"But to die—it seems so impossible, so difficult, somehow. Frank died; that was wonderful enough; but oneself!"
"Oh, my child," broke from Gertrude's lips.
"Don't be sorry. I have never been a nice person, but I don't funk somehow. I ought to, after being such a bad lot, but I don't. Gerty!"
"What is it?"
"Gerty, you have always been good to me; this last week as well. But that is the worst of you good people; you are hard as stones. You bring me jelly; you sit up all night with me—but you have never forgiven me. You know that is the truth."
Gertrude knelt by the bedside, a great compunction in her heart; she put her hand on that of Phyllis, who went on—
"And there is something I should wish to tell you. I am glad you came and fetched me away. The very moment I saw your angry, white face, and your old clothes with the snow on, I was glad. It is funny, if one comes to think of it. I was frightened, but I was glad."

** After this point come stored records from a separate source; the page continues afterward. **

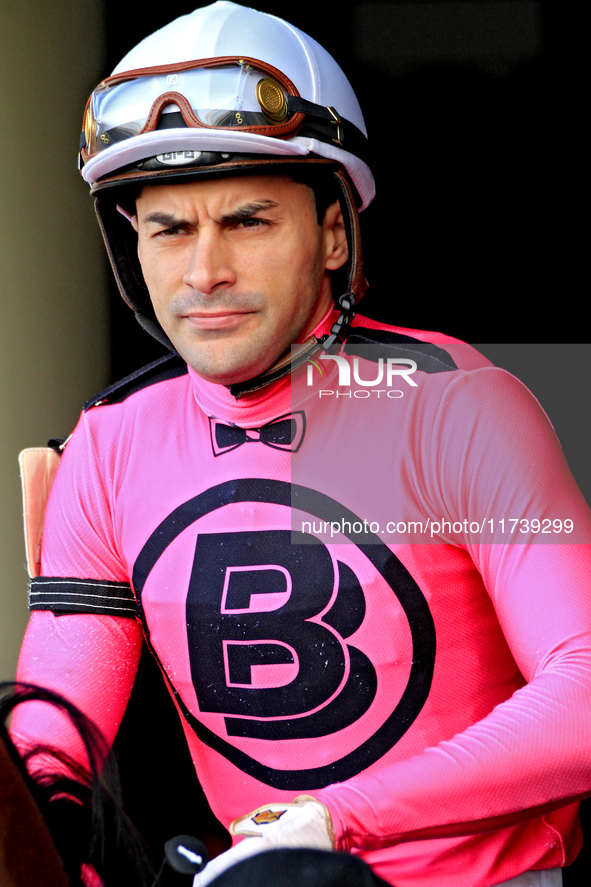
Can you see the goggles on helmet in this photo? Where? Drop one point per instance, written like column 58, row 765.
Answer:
column 223, row 93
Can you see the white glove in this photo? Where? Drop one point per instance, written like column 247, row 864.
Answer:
column 305, row 823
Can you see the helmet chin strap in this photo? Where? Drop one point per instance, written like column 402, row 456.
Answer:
column 356, row 287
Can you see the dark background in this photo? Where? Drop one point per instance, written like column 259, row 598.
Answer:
column 470, row 107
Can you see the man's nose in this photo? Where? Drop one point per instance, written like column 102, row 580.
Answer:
column 209, row 264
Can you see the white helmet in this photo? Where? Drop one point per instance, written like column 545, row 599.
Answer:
column 223, row 90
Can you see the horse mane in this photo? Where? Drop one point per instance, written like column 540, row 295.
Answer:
column 82, row 809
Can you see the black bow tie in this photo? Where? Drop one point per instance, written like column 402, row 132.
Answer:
column 284, row 433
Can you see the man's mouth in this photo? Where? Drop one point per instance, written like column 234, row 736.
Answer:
column 210, row 320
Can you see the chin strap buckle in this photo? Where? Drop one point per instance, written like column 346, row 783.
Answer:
column 339, row 328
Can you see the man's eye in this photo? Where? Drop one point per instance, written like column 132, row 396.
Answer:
column 251, row 223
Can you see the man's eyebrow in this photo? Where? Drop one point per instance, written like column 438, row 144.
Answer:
column 248, row 210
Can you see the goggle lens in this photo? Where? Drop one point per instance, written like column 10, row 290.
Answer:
column 231, row 95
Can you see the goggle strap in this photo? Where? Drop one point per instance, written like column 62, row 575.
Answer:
column 329, row 125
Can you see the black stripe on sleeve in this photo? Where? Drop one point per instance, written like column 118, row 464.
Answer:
column 64, row 595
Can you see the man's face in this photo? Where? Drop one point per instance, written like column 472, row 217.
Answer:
column 237, row 269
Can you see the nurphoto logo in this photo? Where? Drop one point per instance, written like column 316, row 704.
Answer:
column 388, row 371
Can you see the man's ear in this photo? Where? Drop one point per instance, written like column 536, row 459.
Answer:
column 129, row 217
column 335, row 237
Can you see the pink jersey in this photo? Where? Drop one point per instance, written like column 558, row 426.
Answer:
column 428, row 686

Gertrude's head drooped lower and lower over the coverlet; her heart, which had been frozen within her, melted. In an agony of love, of remorse, she stretched out her arms, while her sobs came thick and fast, and gathered the wasted figure to her breast.
"Oh, Phyllis, oh, my child; who am I to forgive you? Is it a question of forgiveness between us? Oh, Phyllis, my little Phyllis, have you forgotten how I love you?"